By David McGlinchey
While debate rages across the federal government on the merits and disadvantages of performance pay, a group of employees within the Federal Aviation Administration are unhappy with the details of their pay-for-performance system.
Mark Lash, a manager with the FAA in Oklahoma City, is one of about 70 long-term agency employees who have protested the cap placed on base pay. The FAA implemented a pay-for-performance system in 1996. Under those regulations, employees cannot receive increases in base pay after they reach the top rank of their pay band. The agency gives performance pay awards to these employees though lump-sum payments.
Some employees have complained, however, because the pay cap has affected 829 employees but more than 4,000 FAA workers have been declared exempt. More than 1,000 employees are not affected by the cap because they were grandfathered in - their basic rate of pay already was above the pay-band maximum when the new system was put in place. Almost 3,000 employees are protected from the base-pay cap because they were covered by a negotiated labor agreement.
Lash said the uneven application of the rule is unfair.
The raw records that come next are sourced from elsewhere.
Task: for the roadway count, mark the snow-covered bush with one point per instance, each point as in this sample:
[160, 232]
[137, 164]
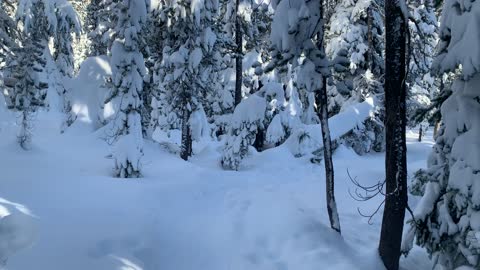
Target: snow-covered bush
[246, 120]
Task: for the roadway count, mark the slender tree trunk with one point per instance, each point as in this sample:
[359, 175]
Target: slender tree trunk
[420, 133]
[371, 48]
[322, 102]
[186, 148]
[238, 56]
[436, 128]
[395, 123]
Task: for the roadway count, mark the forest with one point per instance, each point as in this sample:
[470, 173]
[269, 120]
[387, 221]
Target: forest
[240, 134]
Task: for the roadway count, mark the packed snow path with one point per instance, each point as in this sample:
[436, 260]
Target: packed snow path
[188, 215]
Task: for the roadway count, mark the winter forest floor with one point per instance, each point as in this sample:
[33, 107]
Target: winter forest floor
[189, 215]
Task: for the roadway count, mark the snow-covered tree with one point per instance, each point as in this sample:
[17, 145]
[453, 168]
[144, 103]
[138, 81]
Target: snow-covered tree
[184, 73]
[247, 119]
[7, 30]
[421, 85]
[128, 70]
[27, 91]
[297, 36]
[447, 217]
[68, 23]
[99, 25]
[355, 31]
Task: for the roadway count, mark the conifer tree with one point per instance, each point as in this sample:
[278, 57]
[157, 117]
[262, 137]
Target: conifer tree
[446, 220]
[128, 70]
[27, 91]
[184, 74]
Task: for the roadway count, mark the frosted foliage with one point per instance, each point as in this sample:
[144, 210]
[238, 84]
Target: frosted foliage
[447, 216]
[245, 122]
[459, 31]
[294, 16]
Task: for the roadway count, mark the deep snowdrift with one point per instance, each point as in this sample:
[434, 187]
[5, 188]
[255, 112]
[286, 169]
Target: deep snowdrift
[187, 215]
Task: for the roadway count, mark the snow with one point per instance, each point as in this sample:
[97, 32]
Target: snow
[249, 110]
[88, 93]
[188, 215]
[340, 124]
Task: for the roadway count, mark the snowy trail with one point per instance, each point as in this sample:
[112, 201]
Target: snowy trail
[188, 215]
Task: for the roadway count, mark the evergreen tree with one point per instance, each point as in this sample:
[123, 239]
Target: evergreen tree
[447, 217]
[421, 85]
[184, 74]
[8, 31]
[27, 91]
[395, 124]
[355, 32]
[100, 21]
[68, 22]
[246, 121]
[304, 36]
[128, 70]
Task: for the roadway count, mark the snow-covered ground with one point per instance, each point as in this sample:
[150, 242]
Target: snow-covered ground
[186, 215]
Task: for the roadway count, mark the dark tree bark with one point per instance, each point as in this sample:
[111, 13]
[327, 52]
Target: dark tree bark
[395, 123]
[238, 56]
[420, 133]
[322, 103]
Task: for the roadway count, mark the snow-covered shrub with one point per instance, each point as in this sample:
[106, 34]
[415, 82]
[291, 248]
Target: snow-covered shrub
[246, 120]
[128, 69]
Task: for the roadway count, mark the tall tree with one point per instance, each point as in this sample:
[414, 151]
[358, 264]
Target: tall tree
[27, 91]
[68, 23]
[395, 124]
[304, 36]
[446, 220]
[128, 69]
[238, 54]
[184, 75]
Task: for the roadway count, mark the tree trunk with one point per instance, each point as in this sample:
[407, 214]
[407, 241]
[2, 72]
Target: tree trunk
[395, 123]
[420, 133]
[322, 102]
[238, 56]
[371, 48]
[186, 149]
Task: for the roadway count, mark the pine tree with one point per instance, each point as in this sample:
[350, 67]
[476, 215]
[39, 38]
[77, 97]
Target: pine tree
[184, 74]
[447, 217]
[395, 125]
[68, 22]
[355, 31]
[100, 21]
[421, 85]
[27, 91]
[246, 121]
[128, 70]
[8, 31]
[304, 36]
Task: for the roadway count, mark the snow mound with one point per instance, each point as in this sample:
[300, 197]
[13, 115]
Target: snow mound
[310, 136]
[17, 229]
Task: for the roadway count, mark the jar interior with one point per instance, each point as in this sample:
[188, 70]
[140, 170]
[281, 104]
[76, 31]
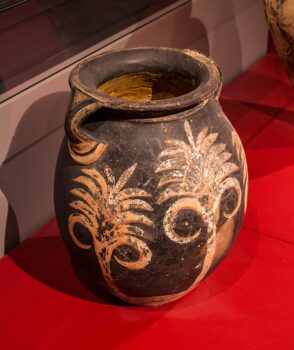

"Except for a matter of timing, the current group of 829 employees would have been grandfathered," Lash wrote in an issue paper distributed across the agency in October. "If the current group of 829 employees were members of certain bargaining units, they would be receiving their 'pay-for-performance' awards as permanent adjustments to their base salaries.... timing or membership in a bargaining unit should not be criteria that impacts basic employment benefits."
In his paper, Lash argues that the cap on base pay reduces the level of agency matching contributions to the Thrift Savings Plan retirement account, the amount that employees themselves can contribute to the TSP, locality pay adjustments, and overtime pay. He took the process a step further and calculated the lost income for a 50-year-old FAA employee who makes $75,000 annually. Assuming the employee retires at 55 and lives until 80, the retiree will lose more than $300,000 in total income, he said.
"Loss in salary and retirement benefits will be in the tens and hundreds of thousands of dollars for each of these employees," Lash wrote in his paper. "It seems grossly unfair that this loss can be attributed simply to a matter of timing or membership in certain bargaining units."
Because the pay cap exclusively will affect employees over 40 years old, about 70 employees have filed civil rights complaints with the FAA, according to Lash. He said his complaint is still pending.
"Maybe the policy was not set up to be discriminatory, but in practice it is," Lash said.
The agency declined to comment on unresolved civil rights complaints. An agency spokesman also said that he was unaware of Lash's complaints, despite the fact that several top public affairs officials received the paper in late October. Senior agency officials were not immediately available to discuss the issue.
In e-mails and speeches, FAA Administrator Marion Blakey apparently has acknowledged the disparity. In both forums, however, she has told FAA employees that they generally are paid more than their private sector counterparts, and she asked them to consider the agency's "tight budgets" or "budget situation."
Lash does not seem completely comfortable creating waves. "I don't like doing this," he said. "I've never been a rabble rouser."
But he also indicated that he will see this argument through to the end. For some employees - such as himself - the issue is about the size of a retirement nest egg. For others, however, it is a simple issue of making ends meet.
"Some people cap out at the $35,000 range; it's not just high paid people, it's the full range," he said. "They could fix this in five minutes, but they aren't."